FRANCE-ACTUALITÉS-GAUMONT

Gaumont Newsreels

T. ing.: Gaumont Newsreels

info_outline
T. it.: Italian title. T. int.: International title. T. alt.: Alternative title. Sog.: Story. Scen.: Screenplay. F.: Cinematography. M.: Editing. Scgf.: Set Design. Mus.: Music. Int.: Cast. Prod.: Production Company. L.: Length. D.: Running Time. f/s: Frames per second. Bn.: Black e White. Col.: Color. Da: Print source

Film Notes

Upon its release in September 1932, Dulac’s internationally competitive weekly sound newsreel journal France-Actualités-Gaumont revitalized the field. It not only made use of the latest technologies and production and distribution methods, it was also much less consensual than traditional journals, due to the diversity of its subject matter (i.e., more local and specifically working-class subjects), its humanist and universalistic point of view, and its analytical form. One of the few intellectuals and filmmakers (alongside Russian documentarist Dziga Vertov) to write about this form theoretically, Dulac argued that the newsreel was the “most sincere” and “pure” of the cinema’s many applications.
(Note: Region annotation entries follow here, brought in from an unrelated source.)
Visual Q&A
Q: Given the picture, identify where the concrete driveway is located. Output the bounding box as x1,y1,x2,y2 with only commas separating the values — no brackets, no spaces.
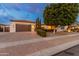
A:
0,33,79,56
0,32,41,42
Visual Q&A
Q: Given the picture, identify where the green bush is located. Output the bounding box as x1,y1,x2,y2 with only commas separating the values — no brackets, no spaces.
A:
36,29,47,37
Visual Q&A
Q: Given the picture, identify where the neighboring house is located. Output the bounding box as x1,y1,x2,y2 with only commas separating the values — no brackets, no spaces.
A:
0,24,10,32
10,20,35,32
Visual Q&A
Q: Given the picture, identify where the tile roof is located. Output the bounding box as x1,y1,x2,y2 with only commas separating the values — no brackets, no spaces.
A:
11,20,35,23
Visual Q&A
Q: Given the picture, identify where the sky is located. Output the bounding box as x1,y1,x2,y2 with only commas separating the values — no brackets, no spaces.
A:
0,3,47,24
0,3,79,24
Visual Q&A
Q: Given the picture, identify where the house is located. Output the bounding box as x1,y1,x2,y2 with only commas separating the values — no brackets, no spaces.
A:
0,24,10,32
10,20,35,32
10,20,67,32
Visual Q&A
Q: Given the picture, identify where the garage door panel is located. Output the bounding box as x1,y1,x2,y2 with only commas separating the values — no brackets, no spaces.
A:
16,24,31,32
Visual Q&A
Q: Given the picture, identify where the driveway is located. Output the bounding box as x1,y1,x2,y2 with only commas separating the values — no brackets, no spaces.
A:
0,32,41,42
0,33,79,56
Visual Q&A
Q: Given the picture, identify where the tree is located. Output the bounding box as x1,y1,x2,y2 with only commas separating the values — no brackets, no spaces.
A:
36,18,41,29
43,3,79,32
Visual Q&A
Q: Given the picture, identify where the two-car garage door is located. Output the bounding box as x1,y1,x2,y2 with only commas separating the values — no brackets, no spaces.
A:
16,24,31,32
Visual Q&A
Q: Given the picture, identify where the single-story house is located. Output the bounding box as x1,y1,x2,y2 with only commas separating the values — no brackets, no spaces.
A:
10,20,35,32
10,20,67,32
0,24,10,32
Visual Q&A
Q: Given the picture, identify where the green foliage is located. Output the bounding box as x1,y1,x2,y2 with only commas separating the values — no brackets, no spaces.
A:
43,3,79,26
36,18,41,29
37,29,47,37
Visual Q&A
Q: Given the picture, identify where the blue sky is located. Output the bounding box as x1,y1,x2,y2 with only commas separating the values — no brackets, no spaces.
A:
0,3,47,24
0,3,79,24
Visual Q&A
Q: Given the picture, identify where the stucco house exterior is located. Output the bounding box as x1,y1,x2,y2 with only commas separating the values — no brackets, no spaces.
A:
0,24,10,32
10,20,35,32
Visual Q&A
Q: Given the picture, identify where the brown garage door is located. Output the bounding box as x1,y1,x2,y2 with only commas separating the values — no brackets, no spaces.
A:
16,24,31,32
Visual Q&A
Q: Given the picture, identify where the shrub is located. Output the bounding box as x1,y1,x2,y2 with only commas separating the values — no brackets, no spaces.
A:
36,29,47,37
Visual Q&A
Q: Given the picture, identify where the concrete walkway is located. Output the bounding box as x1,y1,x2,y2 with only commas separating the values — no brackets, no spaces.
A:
0,33,79,56
0,34,79,48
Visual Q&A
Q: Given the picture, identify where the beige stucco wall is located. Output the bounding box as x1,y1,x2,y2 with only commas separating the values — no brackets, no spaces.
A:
10,22,35,32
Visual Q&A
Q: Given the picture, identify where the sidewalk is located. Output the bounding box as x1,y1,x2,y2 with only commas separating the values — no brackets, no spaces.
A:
0,34,79,55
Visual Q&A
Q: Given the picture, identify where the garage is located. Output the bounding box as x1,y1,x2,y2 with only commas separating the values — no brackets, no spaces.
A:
16,24,31,32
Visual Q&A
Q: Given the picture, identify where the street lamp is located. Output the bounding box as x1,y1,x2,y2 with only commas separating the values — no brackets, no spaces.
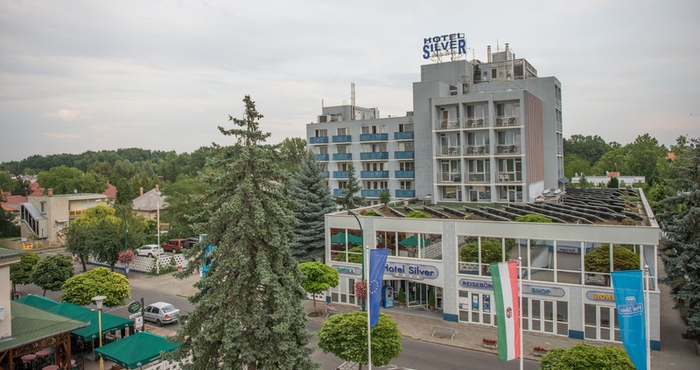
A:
92,295,107,370
338,206,369,312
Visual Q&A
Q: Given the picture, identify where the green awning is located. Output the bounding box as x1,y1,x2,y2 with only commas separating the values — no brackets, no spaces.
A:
15,294,58,311
331,232,362,245
95,331,180,369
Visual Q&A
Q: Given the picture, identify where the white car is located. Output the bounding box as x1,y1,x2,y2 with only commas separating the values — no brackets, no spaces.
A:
143,302,180,326
136,244,165,258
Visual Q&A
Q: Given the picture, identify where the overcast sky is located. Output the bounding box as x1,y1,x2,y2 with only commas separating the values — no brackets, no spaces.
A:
0,0,700,162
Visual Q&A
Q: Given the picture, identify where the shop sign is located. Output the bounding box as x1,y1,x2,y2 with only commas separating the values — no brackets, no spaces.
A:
384,262,440,280
586,290,615,302
523,284,566,297
423,33,467,59
459,279,493,290
331,265,362,276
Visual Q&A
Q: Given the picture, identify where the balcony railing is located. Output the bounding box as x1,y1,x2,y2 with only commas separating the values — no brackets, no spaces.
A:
360,171,389,179
467,172,491,183
496,117,518,127
395,189,416,198
496,172,523,182
464,118,489,128
333,153,352,161
360,152,389,160
436,145,462,157
438,172,462,183
435,118,459,130
360,189,386,197
466,144,491,156
394,170,416,179
309,136,328,144
360,134,389,141
331,135,352,143
496,144,521,154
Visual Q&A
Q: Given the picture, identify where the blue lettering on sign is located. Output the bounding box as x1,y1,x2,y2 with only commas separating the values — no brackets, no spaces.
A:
423,33,467,59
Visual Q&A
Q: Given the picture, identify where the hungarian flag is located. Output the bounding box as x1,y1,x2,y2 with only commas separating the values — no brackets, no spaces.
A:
491,262,520,361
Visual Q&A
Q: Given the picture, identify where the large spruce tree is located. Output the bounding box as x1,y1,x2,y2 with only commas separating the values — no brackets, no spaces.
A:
289,152,335,262
172,96,318,370
658,138,700,336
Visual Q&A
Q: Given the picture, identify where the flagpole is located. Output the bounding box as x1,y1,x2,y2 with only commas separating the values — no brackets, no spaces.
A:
644,264,651,370
363,245,372,370
518,257,524,370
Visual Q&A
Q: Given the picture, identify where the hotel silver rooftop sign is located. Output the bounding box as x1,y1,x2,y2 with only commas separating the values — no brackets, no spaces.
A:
423,33,467,62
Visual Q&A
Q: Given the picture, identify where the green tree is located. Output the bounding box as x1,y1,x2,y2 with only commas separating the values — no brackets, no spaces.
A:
287,152,335,262
32,254,73,296
10,252,41,292
540,343,635,370
657,138,700,336
61,267,131,307
335,163,365,209
169,96,318,370
299,261,340,310
459,238,509,264
318,312,402,370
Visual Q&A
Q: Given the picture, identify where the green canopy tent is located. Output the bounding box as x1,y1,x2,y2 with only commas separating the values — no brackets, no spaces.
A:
15,294,58,311
331,232,362,245
95,331,180,369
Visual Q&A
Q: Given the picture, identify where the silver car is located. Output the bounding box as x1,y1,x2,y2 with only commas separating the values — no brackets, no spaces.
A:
143,302,180,326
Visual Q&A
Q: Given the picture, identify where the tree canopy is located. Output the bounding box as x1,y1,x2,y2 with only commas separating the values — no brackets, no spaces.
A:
61,267,131,307
317,312,403,370
168,96,318,370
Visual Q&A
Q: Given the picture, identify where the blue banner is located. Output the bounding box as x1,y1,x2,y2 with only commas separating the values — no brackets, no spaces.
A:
611,270,647,370
367,249,389,328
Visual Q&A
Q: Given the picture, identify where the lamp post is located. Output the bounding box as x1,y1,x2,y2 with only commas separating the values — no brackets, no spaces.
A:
92,295,107,370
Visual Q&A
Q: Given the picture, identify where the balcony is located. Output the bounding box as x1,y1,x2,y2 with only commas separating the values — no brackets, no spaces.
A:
438,172,462,183
496,172,523,182
394,171,416,179
395,189,416,198
360,152,389,160
360,189,387,198
464,118,489,128
496,144,521,155
309,136,328,144
360,134,389,141
467,144,491,157
333,153,352,161
435,119,460,131
360,171,389,179
331,135,352,143
467,172,491,183
394,150,413,159
436,145,462,157
496,117,518,127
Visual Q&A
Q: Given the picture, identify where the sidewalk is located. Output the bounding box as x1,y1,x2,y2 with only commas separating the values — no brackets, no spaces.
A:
85,264,700,370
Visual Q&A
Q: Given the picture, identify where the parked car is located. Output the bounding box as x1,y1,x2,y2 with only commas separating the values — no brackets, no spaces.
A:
143,302,180,326
136,244,165,258
160,239,190,253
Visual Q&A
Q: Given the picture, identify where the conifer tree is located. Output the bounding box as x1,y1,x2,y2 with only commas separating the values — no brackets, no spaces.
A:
288,152,335,263
169,96,318,370
657,138,700,336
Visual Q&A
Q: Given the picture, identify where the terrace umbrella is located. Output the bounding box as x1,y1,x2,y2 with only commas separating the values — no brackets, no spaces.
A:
95,331,180,369
331,232,362,245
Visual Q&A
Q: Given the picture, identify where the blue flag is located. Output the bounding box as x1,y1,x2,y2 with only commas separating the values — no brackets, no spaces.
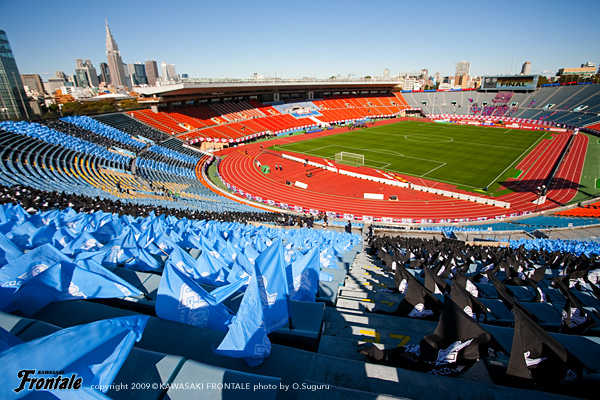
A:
290,246,320,302
155,262,235,332
0,315,149,399
0,244,141,314
194,248,230,286
0,233,23,267
61,232,102,256
215,240,289,366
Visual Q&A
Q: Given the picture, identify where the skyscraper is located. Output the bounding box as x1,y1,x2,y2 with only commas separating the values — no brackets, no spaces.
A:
106,21,127,89
160,62,178,82
75,58,100,87
455,60,471,76
21,74,44,94
0,30,31,119
129,63,148,85
100,63,111,85
145,60,158,86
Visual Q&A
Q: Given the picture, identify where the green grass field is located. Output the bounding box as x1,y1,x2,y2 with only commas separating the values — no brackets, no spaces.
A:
271,121,550,194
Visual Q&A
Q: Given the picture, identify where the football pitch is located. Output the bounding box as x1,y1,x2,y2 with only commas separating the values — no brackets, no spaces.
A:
271,121,550,191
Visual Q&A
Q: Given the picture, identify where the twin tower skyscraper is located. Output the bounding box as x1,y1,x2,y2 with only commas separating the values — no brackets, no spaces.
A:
104,19,127,88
Its liberty from the dominant fiction forms, as well as its unique and unequalled capacity to capture reality, approached her ideal of a pure cinema, and inspired her to develop her own theory of “film truth”, a precursor to cinéma-vérité. The first selection featured here includes a beautiful and surprising newsreel on the yo-yo craze that recalls her abstract films, as well as two segments on one of her preferred themes, the “New Woman”. The second selection is designed to provide insight into the turbulent social context in which she made her pacifist compilation film Le cinéma au service de l’histoire (1935). It also features newsreels related to a legal case in which Dulac was involved, concerning the freedom of the filmed press.